The Rajshahi FMD outbreak response demonstrates that community -based One Health strategies can effectively contain livestock epidemics. Early warning by volunteers, combined with intersectoral collaboration, emergency vaccination, and proactive communication, protected vulnerable livelihoods. These findings support continued investment in CBS platforms and One Health coordination in Bangladesh and similar settings. Empowering community networks as the first line of defense is not only feasible but essential for epidemic preparedness and public health security.

Conflict of Interests

The authors declare that they have no conflicts of interest.

Authors’ contributions

  • • Shahonays Rashid: Conceptualization, Investigation, Methodology, Writing – review & editing
  • • Immamul Muntasir: Conceptualization, Writing – original draft, Formal analysis, Visualization, Writing – review & editing
  • • Omar Qayum: Methodology, Resources, Validation, Writing – review & editing.
  • • Arifa Hasnat Ali: Data curation, Formal analysis, Visualization, Writing – original draft
  • • Nazmus Sakib: Project administration, Investigation, Data curation, Writing – review & editing
  • • Mohammad Rashedul Hassan: Project administration, Investigation, Data curation, Writing -review & editing
  • • Kywa Thowai Prue Prince: Data acquisition, Investigation, Community engagement, Writing – review & editing
  • • Tahmina Shirin: Supervision, Conceptualization, Writing – original draft, Formal analysis, Visualization, Writing – review & editing

Acknowledgements

The authors are grateful to the Rajshahi City Corporation and the local administration for their active support and cooperation during the field investigation. We also acknowledge the contributions of the Bangladesh Red Crescent Society (BDRCS) volunteers, one health Secretariat of Bangladesh (OHS), Department of Livestock Services (DLS) for their valuable assistance in data collection, community engagement, and response coordination. Special thanks to the community members and farmers of Ward 24, Rajshahi City, for their trust, time, and participation throughout the outbreak response.

Funding Source

This investigation did not receive any specific grant from funding agencies in the public, commercial, or non-profit sectors.

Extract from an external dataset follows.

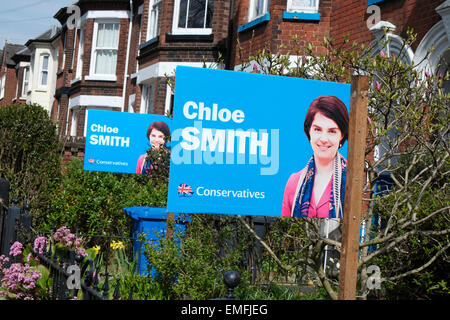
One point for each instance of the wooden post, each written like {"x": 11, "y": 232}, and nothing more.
{"x": 353, "y": 188}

Ethical Approval Statement

As this is an immediate response to an emergency public health event and not considered research, this investigation was not subject to ethical review board approval. However, verbal consent was obtained from the participants and guardians of the minors before the data and samples were collected. In addition, absolute confidentiality and data security were ensured by using a password -protected device.